Open Access

A Comparative Investigation of Anaphoric Reference Devices in Anglo-Norman and Middle English Personal Letters

   | Dec 31, 2022


This paper compares the use of anaphoric reference terms, such as le dit (and its English equivalent the said), a characteristic feature of ‘curial style’, in Anglo-Norman (hence AN) and Middle English (hence ME) personal letters. Whilst we know that this style was prevalent in the official AN letters that were used to conduct English parliamentary business until the end of the 1300s, we do not yet have a clear understanding of the extent to which it was prevalent in both AN and ME personal letters, defined here as being written to one addressee who was known to the writer. The results show that there more anaphoric reference terms in the AN epistolary material than in the ME, and that the difference is statistically significant. However, these anaphoric reference devices are very much in evidence in the ME material as well, albeit in smaller numbers, suggesting a degree of influence, or emulation, or both.
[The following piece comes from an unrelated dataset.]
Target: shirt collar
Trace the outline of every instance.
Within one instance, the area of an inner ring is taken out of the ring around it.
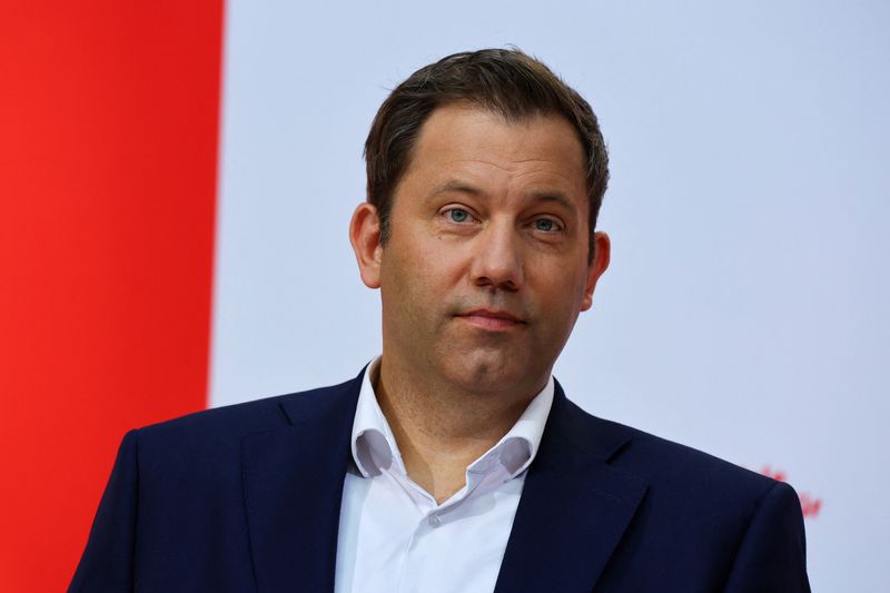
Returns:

It is furthermore suggested that the use of anaphoric reference devices in both the AN and ME personal letters is more similar to their use in the literary texts discussed by Burnley (1986) than to their use in their more official, administrative epistolary forebears, i.e., they are often used in a looser, relaxed way, as a kind of ‘connective convenience’ (Burnley 1986: 610). Results relating to diachronic variation demonstrate that the reference terms are most common in the latest (1380s) AN letters and earliest (pre-1431) ME letters, perhaps suggesting a period of overlap. In relation to geographic distribution, ME anaphoric reference terms appear to be used more in letters written in London and Oxfordshire than in the East Anglian or Northern letters. Finally, in the AN corpora, the anaphoric reference devices are most frequently used by writers from the gentry and professions, a finding mirrored in the ME material. Overall, the paper highlights the importance of taking different discoursal contexts, and the deliberate emulation of styles within those contexts, into account when investigating the interaction between Anglo Norman and Middle English during the medieval period.